We are retirees aged 71 and 68 who have lost our life savings, superannuation and will now have to sell our home to repay loans to a bank for investments in Great Southern MIS schemes which we should never have been given.[22]

3.15      A single older female informed the committee that, in April 2008, she went to a financial adviser (based on a recommendation from a friend) to set herself up for retirement. She explained that she wanted to 'be self-sustaining and not reliant on the government pension'. Her biggest fear was being unable to take care of and feed herself. She explained:

If I am forced to repay this money I will LOSE my home, I will have nothing for my future. I think the emotional impact of this is untenable, I hope I am more tenacious than this but there is a part of me that would prefer to 'just give up' if this is to be the outcome.[23]

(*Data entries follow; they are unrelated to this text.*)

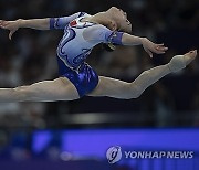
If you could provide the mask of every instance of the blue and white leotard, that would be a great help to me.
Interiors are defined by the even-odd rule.
[[[67,77],[80,97],[92,92],[98,84],[96,72],[85,62],[92,49],[100,43],[122,44],[123,32],[113,32],[102,24],[83,22],[91,17],[78,12],[70,17],[51,18],[50,29],[62,29],[64,35],[57,46],[60,76]]]

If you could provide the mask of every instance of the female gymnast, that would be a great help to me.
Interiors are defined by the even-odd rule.
[[[155,44],[146,38],[130,35],[132,24],[127,20],[127,14],[121,9],[112,7],[95,15],[78,12],[63,18],[1,20],[0,28],[10,30],[9,39],[19,28],[64,30],[57,46],[60,77],[30,86],[0,88],[0,102],[73,100],[86,95],[121,99],[137,98],[161,77],[185,68],[197,55],[196,50],[185,55],[176,55],[168,64],[145,71],[134,82],[127,83],[97,76],[96,72],[85,62],[95,45],[100,43],[112,46],[113,44],[143,45],[150,57],[153,53],[164,54],[168,47],[164,44]]]

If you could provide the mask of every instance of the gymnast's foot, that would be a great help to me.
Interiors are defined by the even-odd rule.
[[[170,60],[168,66],[171,72],[178,72],[185,68],[191,61],[196,59],[196,56],[197,56],[197,50],[190,51],[184,55],[176,55]]]

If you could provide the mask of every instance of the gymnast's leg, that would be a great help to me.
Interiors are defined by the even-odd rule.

3.16      One submitter summed up the desperation facing those who borrowed to finance their investment in agribusiness MIS and who continue to see their debt mount:

This situation requires rapid restitution to stop this type of under-handed thievery once and for all. We bear witness to the accumulating, depressive, detrimental effect of MIS collusion as we watch our lives slip by, year after year, without a fair resolution. Why should a daily walk to the letterbox cause our heart to pound with anxiety? Not to mention the sudden panic that erupts at the sight of a courier van in our street...when all we can do is close our eyes and pray that the driver continues on his way without stopping to knock on our door to serve the writ that will ultimately seal our fate. How much longer do we have to hold our breath in fear, and then exhale feeling totally drained of the energy we need to face yet another day of this relentless pressure?[24]

3.17      The stories retold here do not adequately convey the deep pain and suffering endured by many of the growers who invested in MIS. Some struggled to put together their submission because re-living it was 'extremely confronting', while others could not summons the energy and have remained silent.[25]

3.18      In the following chapters, the committee examines the factors that enticed people to invest in agribusiness MIS.